Sat Sep 17 17:31:14 CEST 2005

Hopefully this is unnecessary, as I expected that Tex is out on a limb
in his views compared to most members of this list.  But just in
case it is necessary, I'll say that I strongly disagree with his last
message.

> I understand that for some very few purposes the ability to
> distinguish between thousands of languages is useful. I just don't see
> that most users, or most applications need it, and most content
> providers are incapable of correctly tagging their content. So I don't
> see why we should burden general applications with it.

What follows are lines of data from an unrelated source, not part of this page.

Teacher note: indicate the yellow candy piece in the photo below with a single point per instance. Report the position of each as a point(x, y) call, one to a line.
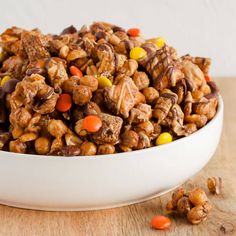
point(164, 138)
point(5, 79)
point(137, 53)
point(103, 82)
point(160, 42)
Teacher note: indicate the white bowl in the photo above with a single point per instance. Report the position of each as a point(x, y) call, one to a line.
point(98, 182)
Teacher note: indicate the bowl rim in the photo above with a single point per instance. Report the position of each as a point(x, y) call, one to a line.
point(131, 154)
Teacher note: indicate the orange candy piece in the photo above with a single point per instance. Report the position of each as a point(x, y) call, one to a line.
point(64, 102)
point(92, 123)
point(134, 32)
point(76, 71)
point(160, 222)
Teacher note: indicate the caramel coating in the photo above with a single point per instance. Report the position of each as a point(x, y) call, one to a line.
point(82, 95)
point(42, 145)
point(89, 81)
point(141, 80)
point(151, 94)
point(88, 149)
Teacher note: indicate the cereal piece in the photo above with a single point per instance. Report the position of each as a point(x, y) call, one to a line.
point(57, 128)
point(42, 145)
point(20, 117)
point(64, 102)
point(129, 139)
point(89, 81)
point(177, 194)
point(197, 196)
point(160, 42)
point(70, 151)
point(160, 222)
point(17, 146)
point(199, 213)
point(151, 94)
point(144, 140)
point(57, 71)
point(164, 138)
point(88, 149)
point(123, 96)
point(141, 80)
point(92, 123)
point(137, 53)
point(27, 137)
point(215, 185)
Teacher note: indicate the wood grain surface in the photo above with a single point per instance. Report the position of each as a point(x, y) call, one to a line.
point(135, 219)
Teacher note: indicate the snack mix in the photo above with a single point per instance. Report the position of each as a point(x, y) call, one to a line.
point(98, 90)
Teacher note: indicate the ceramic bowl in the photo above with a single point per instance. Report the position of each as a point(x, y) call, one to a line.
point(105, 181)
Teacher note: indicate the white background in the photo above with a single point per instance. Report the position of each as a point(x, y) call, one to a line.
point(199, 27)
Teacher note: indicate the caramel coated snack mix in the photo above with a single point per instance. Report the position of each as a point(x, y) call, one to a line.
point(98, 90)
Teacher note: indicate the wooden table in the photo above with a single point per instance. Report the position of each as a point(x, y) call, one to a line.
point(134, 219)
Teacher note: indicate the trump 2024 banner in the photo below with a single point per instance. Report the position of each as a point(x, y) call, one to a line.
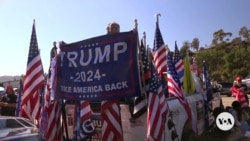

I have just labelled nearly all of the thousands of pages on our 
website, www.smo.uhi.ac.uk, with:
    lang=gd - Scottish Gaelic (most of them)
    lang=ga - Irish Gaelic
    lang=gv - Manx Gaelic
    lang=en - English
as appropriate.

I look forward to the day - hopefully very soon, when I can use
Google to find pages in Scottish Gaelic.  Scottish Gaelic has only
about 50,000 speakers but it has not been denied a language code.
There are probably thousands of languages with more speakers than
that and I don't see why they should be denied language codes either,
and I do not believe that they should have to go through a process
of individually finding a free code, submitting a request, naming
50 texts in the language and so on.  I don't see why Manx Gaelic,
with only a few hundred fluent speakers and struggling for survival
should not be given a code with which they can get on with labelling 
their documents and finding them with Google - nor any other language 
either in a similar position.  It seems to me to be a disgrace that 
there is still no computing standard in place assigning codes to most of 
the world's languages, despite the existence for many years of the 
Ethnologue database.

> In another sphere we have a small number of character encodings, and
> we can't get software to properly identify the encoding in play. Why
> should we believe that with thousands of language codes available they
> will be used properly?

Character encodings are now on their way out - fast!  Languages are here
to stay - hopefully.  In a couple of years the only character encoding
worth bothering much about will be Unicode - probably utf8.  Whatever
might have been desirable in the past, the emphasis now should be on
getting documents in obscure encodings converted to Unicode, rather
than on getting software to recognise obscure encodings.

That's how things look to me anyway.

Caoimhín Ó Donnaíle